Bugüne kadar AKP de ekonomide yarattığı büyüme albenisini bu faizleri yüksek tutarak dış dünyadan çektiği kaynağa borçlu. Peki bugün faiz artışından kaçınmanın maliyeti ne? Kurdaki yükseliş enflasyonu tetiklediği gibi bir de özel kesimin dış borç stokunu şişirdikçe şişiriyor. Özel kesimin elindeki dış borç 2013 3. çeyrek itibariyle 255 milyar doların üzerinde. Bu, önlem alınmaz ise şirketleri ciddi bir maliyet kısma yoluna itecektir ki bunun Türkiye’deki pratiği işten çıkarmalar olmuştur.
MALİye Bakanı Şimşek’in "o kadar da riskli değil" dediği kısa vadeli net döviz açığı ise patlamaya yakın bir dinamit gibi. Kısa vadeli dış borç stoku, kasım ayı sonu itibariyle 2012 yılı sonuna göre yüzde 28,7 oranında artışla 129,4 milyar dolara yükseldi bile. Kurdaki tırmanış önlem alınmaz ise ilk buradaki dinamiti patlatacak, buna kuşku yok. Kuşkusuz faiz artışı, toplumun emekçi kesimleri için arzu edilen durumlar yaratmaz.
Faizlerin artması, toplam gelirde emeğin payından faiz gelirlerine doğru bir transferi meydana getirir. Dolayısıyla artışın savunulacak bir yanı yoktur. Bu artışın kaçınılmaz hale gelmesi sadece her yanı göçük haline gelmiş, askıda duran ekonomilere özgü bir hadisedir. Şüphesiz lobi gibi yarattığı sahte canavarlar üzerinden yazdığı sahte kahramanlık hikayeleriyle hükümet bu işi çözemez. Artık bunu dünya kamuoyu da yemez.

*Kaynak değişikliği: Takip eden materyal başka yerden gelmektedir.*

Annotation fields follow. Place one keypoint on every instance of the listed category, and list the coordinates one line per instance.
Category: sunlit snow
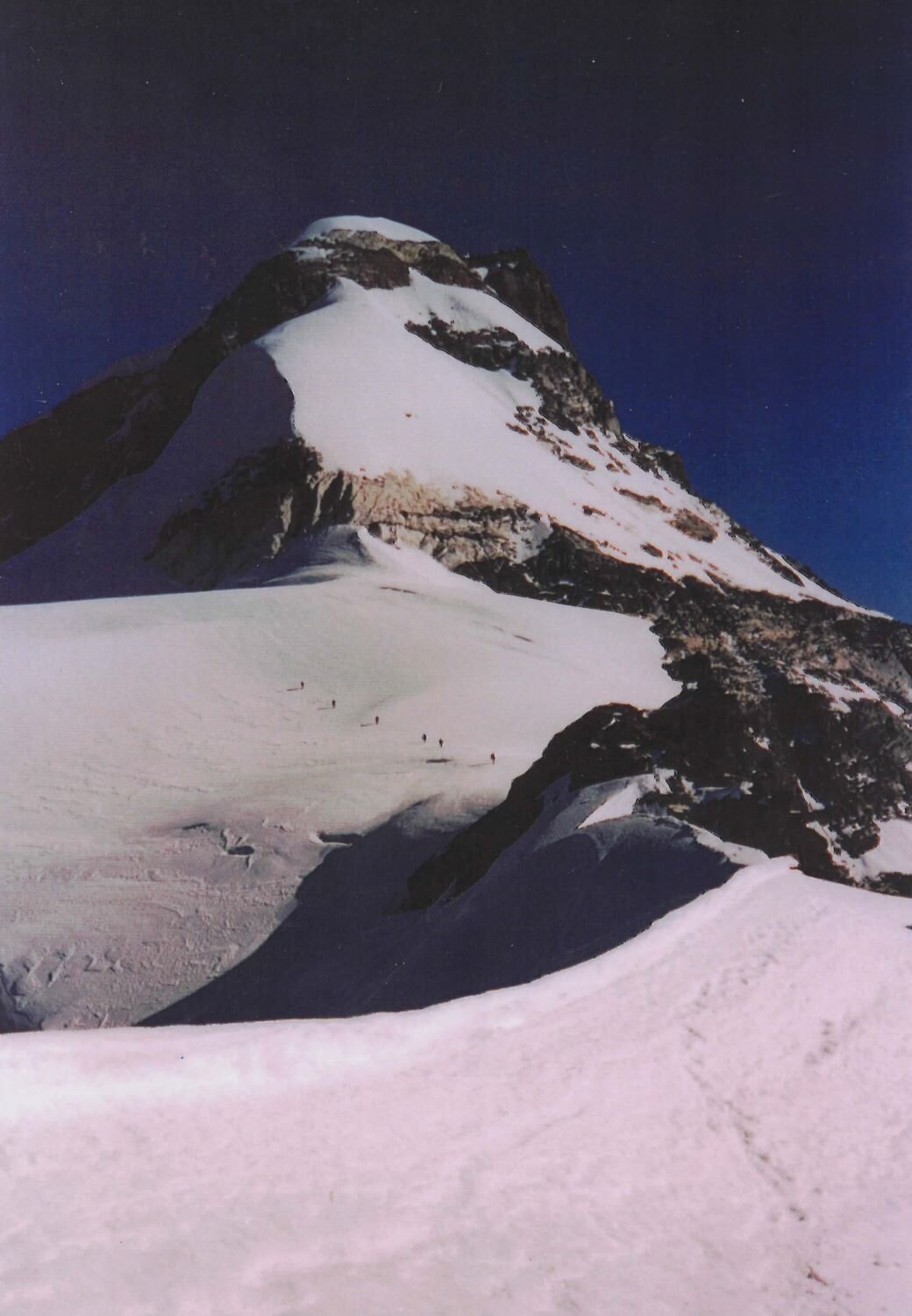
(712, 1119)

Yukarı tükürse bıyık, aşağı tükürse sakal olduğunu bildiği için, artık sadece karizmayı kurtarmanın peşinde olduğu da bir gerçek. Esasında artmış olan faizleri "artırmadığı" için Merkez Bankası’na Brüksel’den aferin veren Erdoğan’ın davranışları başka nasıl açıklanabilir ki?